Barış ve Özgürlük Bayramı’nın anlamına uygun şekilde kutlandığını belirten Üstel, “Bizler, geçmişe takılıp kalmadan, geleceğe yapıcı ve gerçekçi bir bakışla yürümek istiyoruz” dedi. Türkiye ile birlikte yürütülen iki devletli çözüm modelinin en gerçekçi seçenek olduğunu dile getiren Başbakan, buna rağmen adada iyi komşuluk ilişkilerinin de hedeflendiğini ifade etti.

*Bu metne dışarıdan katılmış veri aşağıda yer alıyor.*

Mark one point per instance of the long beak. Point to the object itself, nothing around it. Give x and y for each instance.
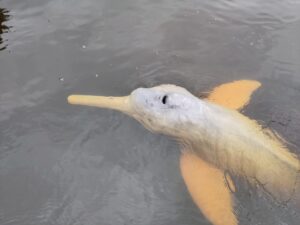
(117, 103)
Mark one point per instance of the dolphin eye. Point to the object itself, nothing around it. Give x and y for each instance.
(164, 99)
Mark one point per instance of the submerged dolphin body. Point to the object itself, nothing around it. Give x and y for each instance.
(221, 137)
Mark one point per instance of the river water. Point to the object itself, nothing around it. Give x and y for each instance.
(61, 164)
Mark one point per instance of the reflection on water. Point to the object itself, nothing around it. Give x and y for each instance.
(3, 28)
(60, 164)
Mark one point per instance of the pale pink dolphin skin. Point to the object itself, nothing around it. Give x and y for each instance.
(216, 138)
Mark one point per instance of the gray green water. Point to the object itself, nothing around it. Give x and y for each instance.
(61, 164)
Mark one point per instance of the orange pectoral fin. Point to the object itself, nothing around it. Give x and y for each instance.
(208, 189)
(206, 183)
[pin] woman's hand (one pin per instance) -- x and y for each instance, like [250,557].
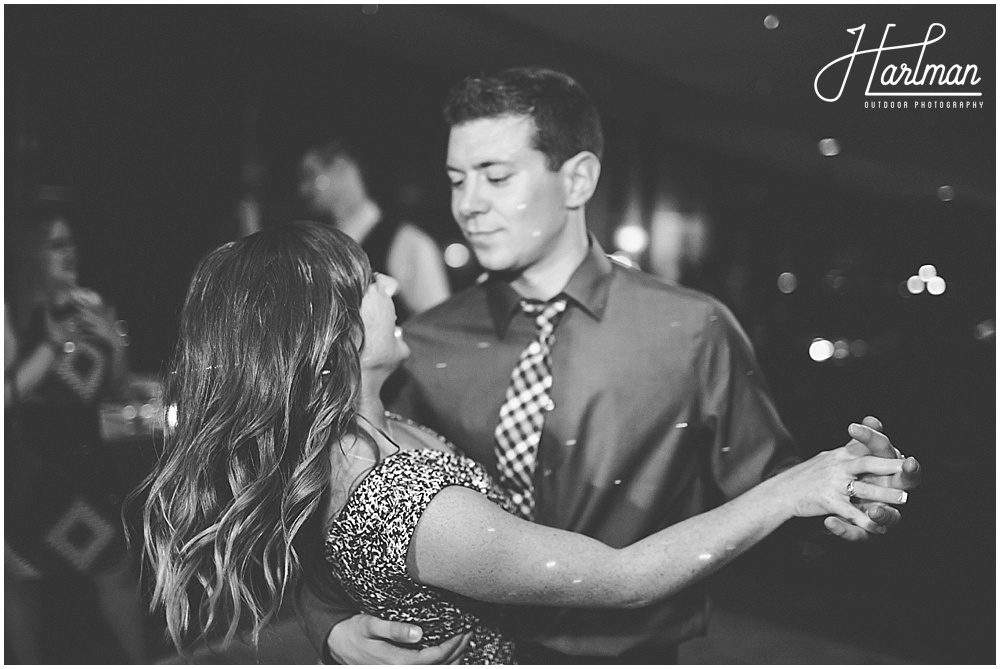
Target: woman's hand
[826,483]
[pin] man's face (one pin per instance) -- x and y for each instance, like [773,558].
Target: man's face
[508,203]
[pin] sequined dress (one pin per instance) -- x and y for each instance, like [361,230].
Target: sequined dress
[367,545]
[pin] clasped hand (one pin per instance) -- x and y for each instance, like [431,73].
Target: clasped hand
[877,514]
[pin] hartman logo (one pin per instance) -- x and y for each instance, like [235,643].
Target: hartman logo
[902,71]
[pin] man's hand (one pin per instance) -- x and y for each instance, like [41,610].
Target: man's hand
[364,639]
[868,439]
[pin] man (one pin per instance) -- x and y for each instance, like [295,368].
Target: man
[618,406]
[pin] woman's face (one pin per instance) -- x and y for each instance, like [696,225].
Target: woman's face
[59,256]
[384,347]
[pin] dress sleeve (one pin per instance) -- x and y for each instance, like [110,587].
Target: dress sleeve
[750,443]
[370,540]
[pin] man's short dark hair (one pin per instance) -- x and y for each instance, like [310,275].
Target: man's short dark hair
[566,120]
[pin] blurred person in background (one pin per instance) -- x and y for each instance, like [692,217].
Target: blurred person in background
[64,354]
[332,182]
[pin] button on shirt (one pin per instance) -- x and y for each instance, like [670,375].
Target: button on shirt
[660,412]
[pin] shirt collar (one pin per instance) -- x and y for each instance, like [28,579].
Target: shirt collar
[588,288]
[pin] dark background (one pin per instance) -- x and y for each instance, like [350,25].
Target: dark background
[148,118]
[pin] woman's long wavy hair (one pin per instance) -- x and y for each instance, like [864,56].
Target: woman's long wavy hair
[265,378]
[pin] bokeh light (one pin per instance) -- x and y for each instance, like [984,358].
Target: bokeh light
[935,285]
[457,255]
[829,146]
[821,350]
[632,238]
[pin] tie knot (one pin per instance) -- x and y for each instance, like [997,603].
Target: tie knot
[544,312]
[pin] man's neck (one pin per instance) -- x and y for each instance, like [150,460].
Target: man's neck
[548,278]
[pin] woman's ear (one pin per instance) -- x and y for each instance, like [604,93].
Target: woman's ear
[580,174]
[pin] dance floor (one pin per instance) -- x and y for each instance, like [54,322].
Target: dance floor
[734,638]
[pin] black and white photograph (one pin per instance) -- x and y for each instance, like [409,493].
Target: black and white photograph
[500,334]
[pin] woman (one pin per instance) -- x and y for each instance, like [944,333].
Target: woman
[282,445]
[62,522]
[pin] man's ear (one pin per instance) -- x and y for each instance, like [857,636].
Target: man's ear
[580,174]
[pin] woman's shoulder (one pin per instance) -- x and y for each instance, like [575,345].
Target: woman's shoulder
[417,435]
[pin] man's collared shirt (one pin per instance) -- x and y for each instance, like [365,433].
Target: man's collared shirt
[661,412]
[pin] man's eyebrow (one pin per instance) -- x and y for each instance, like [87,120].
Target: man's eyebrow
[480,166]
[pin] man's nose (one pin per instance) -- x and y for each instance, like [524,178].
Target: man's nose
[471,200]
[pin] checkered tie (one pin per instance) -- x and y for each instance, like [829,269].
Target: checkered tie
[523,412]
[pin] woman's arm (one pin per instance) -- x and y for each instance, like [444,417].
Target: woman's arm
[465,544]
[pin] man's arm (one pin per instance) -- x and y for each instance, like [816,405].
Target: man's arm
[751,443]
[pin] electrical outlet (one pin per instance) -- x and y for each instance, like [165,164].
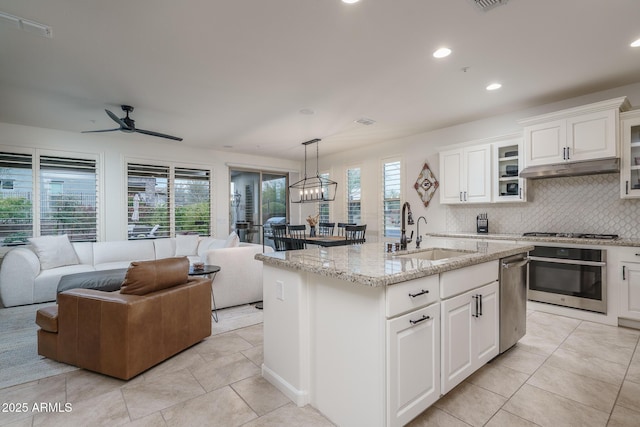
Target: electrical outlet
[280,290]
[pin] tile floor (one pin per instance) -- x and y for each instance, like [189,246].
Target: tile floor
[564,372]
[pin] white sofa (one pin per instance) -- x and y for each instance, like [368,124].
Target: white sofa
[22,281]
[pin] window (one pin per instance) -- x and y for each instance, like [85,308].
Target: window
[65,200]
[323,207]
[354,202]
[16,203]
[163,200]
[391,179]
[193,201]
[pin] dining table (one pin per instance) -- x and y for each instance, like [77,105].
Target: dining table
[327,241]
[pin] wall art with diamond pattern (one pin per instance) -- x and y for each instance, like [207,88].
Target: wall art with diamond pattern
[426,184]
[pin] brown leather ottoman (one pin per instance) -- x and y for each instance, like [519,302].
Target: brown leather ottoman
[47,319]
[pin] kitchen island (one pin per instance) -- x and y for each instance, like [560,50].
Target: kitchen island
[373,338]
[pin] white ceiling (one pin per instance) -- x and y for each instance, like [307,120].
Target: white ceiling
[237,73]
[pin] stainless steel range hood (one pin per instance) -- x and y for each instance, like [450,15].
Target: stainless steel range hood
[590,167]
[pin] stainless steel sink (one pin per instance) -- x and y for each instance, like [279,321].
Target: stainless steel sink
[434,254]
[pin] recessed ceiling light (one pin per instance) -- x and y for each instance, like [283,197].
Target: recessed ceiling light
[442,52]
[365,121]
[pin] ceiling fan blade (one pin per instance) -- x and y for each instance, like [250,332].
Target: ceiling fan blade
[117,119]
[161,135]
[103,130]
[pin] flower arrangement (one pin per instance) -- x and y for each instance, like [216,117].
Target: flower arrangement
[313,220]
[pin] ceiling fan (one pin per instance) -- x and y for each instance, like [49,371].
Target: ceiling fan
[128,125]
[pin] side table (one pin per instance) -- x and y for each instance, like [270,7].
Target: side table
[210,272]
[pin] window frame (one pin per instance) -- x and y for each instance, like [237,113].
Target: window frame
[172,166]
[348,218]
[384,200]
[37,191]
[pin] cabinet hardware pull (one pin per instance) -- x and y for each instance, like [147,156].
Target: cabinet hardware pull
[422,319]
[422,292]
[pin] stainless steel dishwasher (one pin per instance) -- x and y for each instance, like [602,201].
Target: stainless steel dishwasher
[513,300]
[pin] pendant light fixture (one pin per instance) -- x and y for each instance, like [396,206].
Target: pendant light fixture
[313,189]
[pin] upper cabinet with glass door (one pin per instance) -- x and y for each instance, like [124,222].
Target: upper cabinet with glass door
[508,162]
[630,168]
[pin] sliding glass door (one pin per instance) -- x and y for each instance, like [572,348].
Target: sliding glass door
[254,198]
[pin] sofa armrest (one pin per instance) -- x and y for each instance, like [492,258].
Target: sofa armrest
[20,267]
[240,278]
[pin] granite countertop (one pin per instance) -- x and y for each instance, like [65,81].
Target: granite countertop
[519,237]
[369,264]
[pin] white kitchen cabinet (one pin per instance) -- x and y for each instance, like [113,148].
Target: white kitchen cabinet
[583,133]
[465,175]
[470,333]
[630,291]
[413,364]
[508,161]
[545,143]
[630,156]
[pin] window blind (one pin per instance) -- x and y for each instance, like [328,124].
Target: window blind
[354,202]
[148,201]
[192,201]
[68,197]
[323,207]
[16,198]
[391,198]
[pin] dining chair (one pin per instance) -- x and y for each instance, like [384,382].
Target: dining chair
[355,233]
[297,234]
[342,225]
[280,237]
[326,228]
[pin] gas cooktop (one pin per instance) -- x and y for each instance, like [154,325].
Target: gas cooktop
[572,235]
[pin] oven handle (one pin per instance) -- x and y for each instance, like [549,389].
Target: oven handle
[568,261]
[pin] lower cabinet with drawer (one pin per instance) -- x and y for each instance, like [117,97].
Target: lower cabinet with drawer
[470,333]
[413,364]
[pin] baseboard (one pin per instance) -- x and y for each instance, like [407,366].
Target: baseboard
[628,323]
[300,398]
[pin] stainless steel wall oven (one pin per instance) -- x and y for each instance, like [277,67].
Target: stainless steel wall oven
[571,277]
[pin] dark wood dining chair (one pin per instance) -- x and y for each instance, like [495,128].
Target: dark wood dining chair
[354,234]
[326,228]
[341,227]
[279,237]
[297,234]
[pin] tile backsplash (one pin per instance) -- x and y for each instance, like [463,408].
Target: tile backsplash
[582,204]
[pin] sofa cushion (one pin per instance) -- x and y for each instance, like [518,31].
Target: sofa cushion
[144,277]
[46,284]
[47,318]
[123,250]
[187,244]
[54,251]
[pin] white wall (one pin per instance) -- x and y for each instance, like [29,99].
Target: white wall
[115,148]
[414,151]
[418,149]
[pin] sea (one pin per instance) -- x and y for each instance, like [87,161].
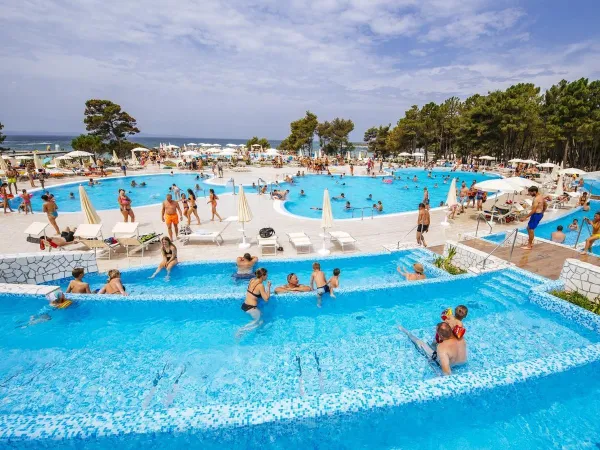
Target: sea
[20,143]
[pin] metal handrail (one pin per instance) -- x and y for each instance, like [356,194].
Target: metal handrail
[512,247]
[481,216]
[580,230]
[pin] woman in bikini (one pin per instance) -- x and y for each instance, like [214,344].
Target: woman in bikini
[169,252]
[193,206]
[186,207]
[114,285]
[51,209]
[212,199]
[256,291]
[125,206]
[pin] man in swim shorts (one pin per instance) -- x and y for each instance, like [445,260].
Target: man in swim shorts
[170,209]
[538,208]
[293,285]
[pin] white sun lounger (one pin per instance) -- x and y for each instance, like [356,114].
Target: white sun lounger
[267,244]
[344,239]
[90,235]
[300,241]
[205,235]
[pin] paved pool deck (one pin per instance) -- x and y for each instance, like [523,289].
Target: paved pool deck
[372,234]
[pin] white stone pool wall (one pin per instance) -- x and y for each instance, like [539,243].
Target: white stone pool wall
[35,268]
[581,277]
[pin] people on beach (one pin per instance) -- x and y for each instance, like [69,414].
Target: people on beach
[51,209]
[5,197]
[170,214]
[77,285]
[255,292]
[538,208]
[292,285]
[114,284]
[125,206]
[212,200]
[558,236]
[193,211]
[423,220]
[595,232]
[419,272]
[169,257]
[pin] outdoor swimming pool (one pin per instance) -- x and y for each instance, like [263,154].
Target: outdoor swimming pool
[91,372]
[394,197]
[215,278]
[104,195]
[546,228]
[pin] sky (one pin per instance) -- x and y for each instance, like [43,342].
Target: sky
[213,68]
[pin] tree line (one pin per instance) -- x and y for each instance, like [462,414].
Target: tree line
[561,124]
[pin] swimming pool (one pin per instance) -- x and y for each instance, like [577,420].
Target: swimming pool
[209,279]
[394,196]
[104,195]
[546,228]
[90,372]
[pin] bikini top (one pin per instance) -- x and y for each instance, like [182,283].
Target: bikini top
[250,292]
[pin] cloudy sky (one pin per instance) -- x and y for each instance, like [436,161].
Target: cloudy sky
[212,68]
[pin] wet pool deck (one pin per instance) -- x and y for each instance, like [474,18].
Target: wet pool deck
[545,259]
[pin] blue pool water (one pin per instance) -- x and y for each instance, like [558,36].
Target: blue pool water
[215,278]
[356,190]
[547,227]
[104,195]
[101,357]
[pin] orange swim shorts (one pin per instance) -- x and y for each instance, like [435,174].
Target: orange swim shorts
[171,219]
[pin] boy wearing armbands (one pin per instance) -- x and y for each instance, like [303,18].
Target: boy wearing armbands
[455,321]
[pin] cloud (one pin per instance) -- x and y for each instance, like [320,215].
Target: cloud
[235,68]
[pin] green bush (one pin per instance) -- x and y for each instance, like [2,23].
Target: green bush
[445,263]
[578,299]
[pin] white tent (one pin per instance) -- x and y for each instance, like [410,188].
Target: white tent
[451,200]
[572,171]
[326,220]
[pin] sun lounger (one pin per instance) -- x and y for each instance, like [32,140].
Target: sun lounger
[128,236]
[267,245]
[300,241]
[344,239]
[90,235]
[205,235]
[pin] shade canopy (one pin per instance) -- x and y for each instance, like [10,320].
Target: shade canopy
[78,154]
[572,171]
[91,216]
[244,213]
[327,216]
[451,199]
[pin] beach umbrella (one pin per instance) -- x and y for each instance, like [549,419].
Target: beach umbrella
[451,200]
[91,216]
[326,220]
[37,161]
[559,186]
[572,171]
[78,154]
[244,215]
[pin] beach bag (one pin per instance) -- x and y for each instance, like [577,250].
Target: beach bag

"Rum Gençliği Zehirleniyor"
Barış Harekâtı’nın yıl dönümünde bazı sınır ve geçiş kapılarında yaşanan gerginliklere dikkat çeken Üstel, bu eylemlerin büyük kısmının savaş yaşamamış Rum gençleri tarafından gerçekleştirildiğini belirtti. “Yeni nesil Rum gençlerinin Türk düşmanlığıyla yetiştirilmesi, adadaki barış için büyük bir tehdittir. Rum gençler, okullarda insani değerlerden uzak bir anlayışla adeta zehirleniyor,” diye konuştu.
Rum liderliğinin her fırsatta müzakerelere hazır olduğunu ifade ettiğini ancak güven artırıcı önlemlerin samimiyetle uygulanması gerektiğini kaydeden Üstel, “Eğer gerçekten güven inşa edilmek isteniyorsa, önce Rum eğitim sisteminde Türk düşmanlığından vazgeçilmelidir” dedi.
“Bizim Okullarımızda Düşmanlık Aşılanmaz”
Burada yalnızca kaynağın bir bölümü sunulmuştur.